Neither of them had the strength she'd found. They were both her, both her abuser, both her if she hadn't walked out that night. Both her if she hadn't woken up in that ravine. And one died, and one was dead inside.
She thought about calling the prison, to warn them, to put him on suicide watch.
She didn't.
A few days later, she got a call. A few short sentences, then a video arrived in the mail.
It was grainy surveillance footage, but she could see, in the lower right corner of the screen, Justin gather his sheets, tie them to the back window, then twist and tug and gasp and twitch, then fall silent.
She keeps a picture on her desk. Next to a photo of her partner and herself, and her mom and dad in happier times, there's a merged photo. It's two young faces combined into one new human being that peers at her eerily and fiercely.
Scrawled on the bottom of the photo are the words: "YOU GOT OUT."
Because she had.
She had scars, inside and out. But her face wasn't merged anymore, and she was still alive.
She'd lost something as a result though. They had loved each other, to the very bitter end. Justin, frozen Justin, had been crying when he knew Richard had fallen.
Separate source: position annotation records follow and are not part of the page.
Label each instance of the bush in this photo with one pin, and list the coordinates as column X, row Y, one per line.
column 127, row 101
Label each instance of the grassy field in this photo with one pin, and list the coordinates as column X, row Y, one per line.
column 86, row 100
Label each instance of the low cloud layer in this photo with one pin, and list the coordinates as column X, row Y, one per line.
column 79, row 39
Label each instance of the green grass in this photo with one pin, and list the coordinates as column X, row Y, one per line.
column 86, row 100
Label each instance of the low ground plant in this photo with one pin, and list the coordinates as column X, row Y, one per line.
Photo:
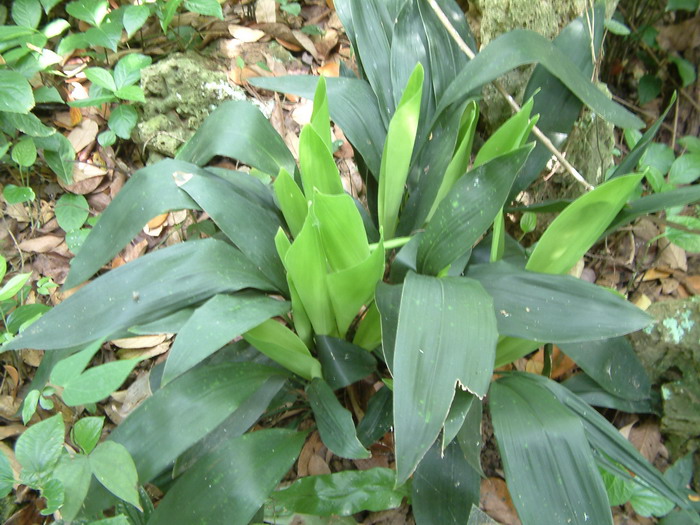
column 303, row 291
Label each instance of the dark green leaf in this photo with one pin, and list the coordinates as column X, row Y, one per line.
column 232, row 482
column 232, row 212
column 71, row 211
column 373, row 46
column 39, row 447
column 446, row 337
column 122, row 120
column 467, row 211
column 153, row 433
column 113, row 467
column 555, row 308
column 544, row 451
column 594, row 394
column 342, row 493
column 252, row 140
column 218, row 321
column 240, row 421
column 377, row 420
column 97, row 383
column 148, row 288
column 353, row 106
column 629, row 163
column 469, row 436
column 107, row 35
column 335, row 424
column 444, row 487
column 520, row 47
column 613, row 364
column 7, row 477
column 148, row 193
column 606, row 439
column 343, row 363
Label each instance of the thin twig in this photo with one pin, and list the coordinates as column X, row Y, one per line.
column 513, row 104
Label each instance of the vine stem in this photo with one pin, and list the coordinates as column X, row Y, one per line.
column 511, row 101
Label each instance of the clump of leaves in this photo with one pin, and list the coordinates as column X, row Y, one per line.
column 422, row 289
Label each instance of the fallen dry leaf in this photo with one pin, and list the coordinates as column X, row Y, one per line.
column 83, row 135
column 496, row 502
column 14, row 429
column 31, row 357
column 330, row 69
column 143, row 353
column 142, row 341
column 265, row 11
column 42, row 244
column 245, row 34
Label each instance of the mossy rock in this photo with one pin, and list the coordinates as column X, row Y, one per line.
column 670, row 351
column 180, row 93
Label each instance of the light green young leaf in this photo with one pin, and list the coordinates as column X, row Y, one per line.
column 580, row 225
column 24, row 152
column 26, row 13
column 30, row 404
column 320, row 117
column 283, row 346
column 462, row 155
column 291, row 201
column 90, row 11
column 13, row 286
column 128, row 69
column 71, row 211
column 122, row 120
column 18, row 194
column 354, row 287
column 7, row 478
column 39, row 447
column 114, row 468
column 398, row 150
column 446, row 336
column 508, row 137
column 306, row 266
column 647, row 502
column 335, row 425
column 101, row 77
column 86, row 433
column 205, row 8
column 98, row 382
column 341, row 230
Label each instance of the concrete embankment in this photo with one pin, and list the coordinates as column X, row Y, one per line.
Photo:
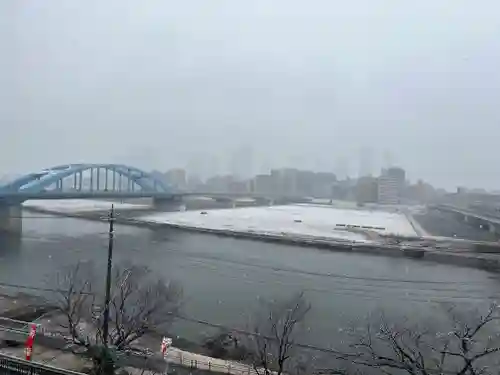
column 473, row 258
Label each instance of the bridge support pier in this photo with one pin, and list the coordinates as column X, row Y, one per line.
column 170, row 204
column 11, row 220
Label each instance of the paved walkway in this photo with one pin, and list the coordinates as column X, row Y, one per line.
column 203, row 362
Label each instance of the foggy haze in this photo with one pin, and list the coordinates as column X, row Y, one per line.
column 308, row 84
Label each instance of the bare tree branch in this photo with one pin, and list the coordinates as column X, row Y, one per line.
column 272, row 345
column 139, row 303
column 471, row 347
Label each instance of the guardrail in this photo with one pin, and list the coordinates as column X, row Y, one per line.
column 15, row 366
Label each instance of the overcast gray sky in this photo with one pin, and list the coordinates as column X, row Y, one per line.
column 315, row 84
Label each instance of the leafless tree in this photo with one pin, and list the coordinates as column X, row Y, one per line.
column 275, row 329
column 140, row 303
column 471, row 346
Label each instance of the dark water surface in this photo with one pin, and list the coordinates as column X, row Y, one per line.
column 223, row 278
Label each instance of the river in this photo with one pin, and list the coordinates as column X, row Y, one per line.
column 224, row 278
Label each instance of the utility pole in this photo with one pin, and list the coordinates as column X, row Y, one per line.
column 105, row 325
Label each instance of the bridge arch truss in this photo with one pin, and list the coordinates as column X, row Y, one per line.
column 89, row 177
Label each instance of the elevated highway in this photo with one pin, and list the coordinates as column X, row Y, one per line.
column 473, row 217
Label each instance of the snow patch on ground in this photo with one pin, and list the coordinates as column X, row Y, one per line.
column 301, row 220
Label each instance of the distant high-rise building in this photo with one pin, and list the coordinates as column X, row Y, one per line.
column 367, row 190
column 241, row 164
column 365, row 162
column 390, row 185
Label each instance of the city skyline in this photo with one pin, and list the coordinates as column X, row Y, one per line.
column 155, row 84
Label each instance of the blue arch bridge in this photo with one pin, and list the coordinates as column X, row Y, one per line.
column 80, row 181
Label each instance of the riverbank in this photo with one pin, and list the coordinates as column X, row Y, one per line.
column 51, row 344
column 426, row 249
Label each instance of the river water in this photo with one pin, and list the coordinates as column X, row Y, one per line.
column 224, row 278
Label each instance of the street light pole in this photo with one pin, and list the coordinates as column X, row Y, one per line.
column 105, row 325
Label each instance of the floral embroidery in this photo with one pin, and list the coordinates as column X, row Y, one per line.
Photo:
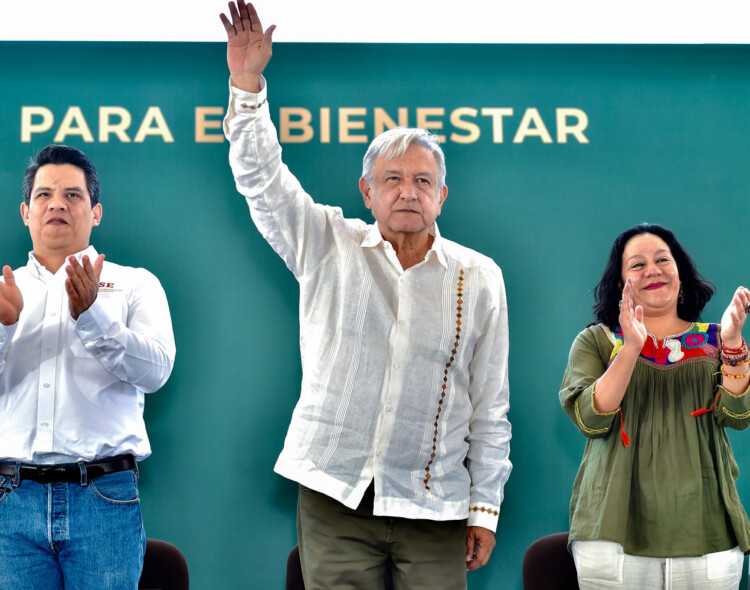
column 699, row 341
column 488, row 510
column 459, row 309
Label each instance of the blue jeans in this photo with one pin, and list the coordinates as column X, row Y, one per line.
column 72, row 536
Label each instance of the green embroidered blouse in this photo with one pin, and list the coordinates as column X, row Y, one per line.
column 671, row 492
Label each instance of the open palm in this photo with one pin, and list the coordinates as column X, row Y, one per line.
column 248, row 47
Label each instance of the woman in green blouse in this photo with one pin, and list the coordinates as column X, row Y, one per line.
column 655, row 503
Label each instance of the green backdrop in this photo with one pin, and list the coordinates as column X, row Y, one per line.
column 668, row 139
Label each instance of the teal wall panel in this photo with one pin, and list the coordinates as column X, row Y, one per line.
column 668, row 140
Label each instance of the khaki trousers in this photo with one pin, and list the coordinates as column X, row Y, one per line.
column 345, row 549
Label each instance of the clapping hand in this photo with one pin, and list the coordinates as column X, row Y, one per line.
column 734, row 318
column 11, row 301
column 631, row 318
column 82, row 283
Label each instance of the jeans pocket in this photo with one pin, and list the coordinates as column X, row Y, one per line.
column 599, row 561
column 116, row 488
column 724, row 564
column 5, row 488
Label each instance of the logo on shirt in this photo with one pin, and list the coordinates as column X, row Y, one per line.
column 108, row 288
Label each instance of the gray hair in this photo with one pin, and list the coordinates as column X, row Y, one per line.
column 392, row 144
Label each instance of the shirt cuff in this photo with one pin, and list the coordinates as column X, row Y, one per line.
column 484, row 515
column 588, row 418
column 243, row 101
column 6, row 335
column 735, row 406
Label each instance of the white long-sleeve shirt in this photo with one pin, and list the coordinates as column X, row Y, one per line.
column 74, row 390
column 379, row 346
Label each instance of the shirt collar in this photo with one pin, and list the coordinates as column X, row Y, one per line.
column 38, row 270
column 373, row 237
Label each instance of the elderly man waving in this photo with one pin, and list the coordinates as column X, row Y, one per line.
column 400, row 438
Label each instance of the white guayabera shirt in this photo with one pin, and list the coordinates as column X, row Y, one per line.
column 74, row 390
column 405, row 373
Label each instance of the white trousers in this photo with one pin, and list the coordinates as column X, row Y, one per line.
column 604, row 564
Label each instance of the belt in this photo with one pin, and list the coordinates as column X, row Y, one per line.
column 69, row 471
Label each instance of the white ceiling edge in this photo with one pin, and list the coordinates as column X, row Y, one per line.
column 388, row 21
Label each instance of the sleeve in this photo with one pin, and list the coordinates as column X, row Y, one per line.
column 585, row 367
column 6, row 335
column 489, row 428
column 295, row 227
column 140, row 351
column 733, row 411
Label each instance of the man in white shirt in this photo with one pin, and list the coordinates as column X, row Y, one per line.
column 400, row 438
column 81, row 341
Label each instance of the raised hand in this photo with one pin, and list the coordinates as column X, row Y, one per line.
column 631, row 318
column 11, row 301
column 248, row 47
column 82, row 283
column 734, row 318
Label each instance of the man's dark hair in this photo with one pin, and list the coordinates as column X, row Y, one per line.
column 58, row 155
column 607, row 294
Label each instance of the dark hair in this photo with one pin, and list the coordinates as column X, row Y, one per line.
column 58, row 155
column 607, row 294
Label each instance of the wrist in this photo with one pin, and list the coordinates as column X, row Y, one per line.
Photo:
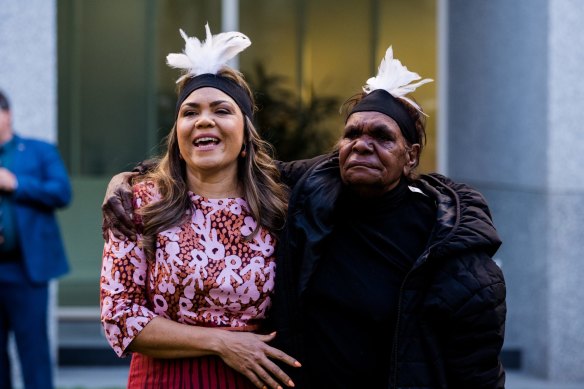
column 214, row 341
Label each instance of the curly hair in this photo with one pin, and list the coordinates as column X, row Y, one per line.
column 258, row 176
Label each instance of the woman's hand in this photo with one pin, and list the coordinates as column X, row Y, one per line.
column 117, row 207
column 250, row 354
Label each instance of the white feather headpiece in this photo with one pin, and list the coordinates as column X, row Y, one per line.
column 208, row 56
column 396, row 79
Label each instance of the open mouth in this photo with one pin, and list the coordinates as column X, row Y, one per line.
column 206, row 141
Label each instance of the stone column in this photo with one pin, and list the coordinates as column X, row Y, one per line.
column 28, row 75
column 515, row 108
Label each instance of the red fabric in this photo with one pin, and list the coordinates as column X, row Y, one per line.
column 188, row 373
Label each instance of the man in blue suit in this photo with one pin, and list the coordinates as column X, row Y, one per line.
column 33, row 183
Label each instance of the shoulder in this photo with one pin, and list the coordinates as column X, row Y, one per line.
column 144, row 193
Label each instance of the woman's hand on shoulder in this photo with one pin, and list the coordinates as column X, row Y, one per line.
column 250, row 354
column 117, row 209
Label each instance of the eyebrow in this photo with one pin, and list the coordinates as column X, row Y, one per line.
column 213, row 103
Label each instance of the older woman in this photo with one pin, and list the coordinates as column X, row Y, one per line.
column 385, row 279
column 188, row 298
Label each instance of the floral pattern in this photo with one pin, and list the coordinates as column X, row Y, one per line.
column 204, row 272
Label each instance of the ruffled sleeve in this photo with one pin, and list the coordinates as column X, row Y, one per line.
column 125, row 309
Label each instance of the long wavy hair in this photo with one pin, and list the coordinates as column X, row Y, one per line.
column 418, row 118
column 258, row 176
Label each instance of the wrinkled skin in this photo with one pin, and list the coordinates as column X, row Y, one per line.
column 117, row 209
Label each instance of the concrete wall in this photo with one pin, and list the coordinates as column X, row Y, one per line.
column 28, row 65
column 515, row 108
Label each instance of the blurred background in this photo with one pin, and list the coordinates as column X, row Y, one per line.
column 505, row 115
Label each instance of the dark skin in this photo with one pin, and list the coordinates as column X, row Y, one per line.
column 373, row 155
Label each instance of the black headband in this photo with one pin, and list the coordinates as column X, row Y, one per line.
column 382, row 101
column 224, row 84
He'd tried to hide it, but he'd been dying inside. Richard had glittering tears in his eyes as he choked the life out of her, hissing that it was her fault he'd shot Justin. He, too, had been dying inside.
They were dead.
But they'd died loving each other.
She lived.
But her love had died when she nearly had.
She lived, and didn't love.
They loved, and didn't live.
And she had to wonder which of them had the better deal.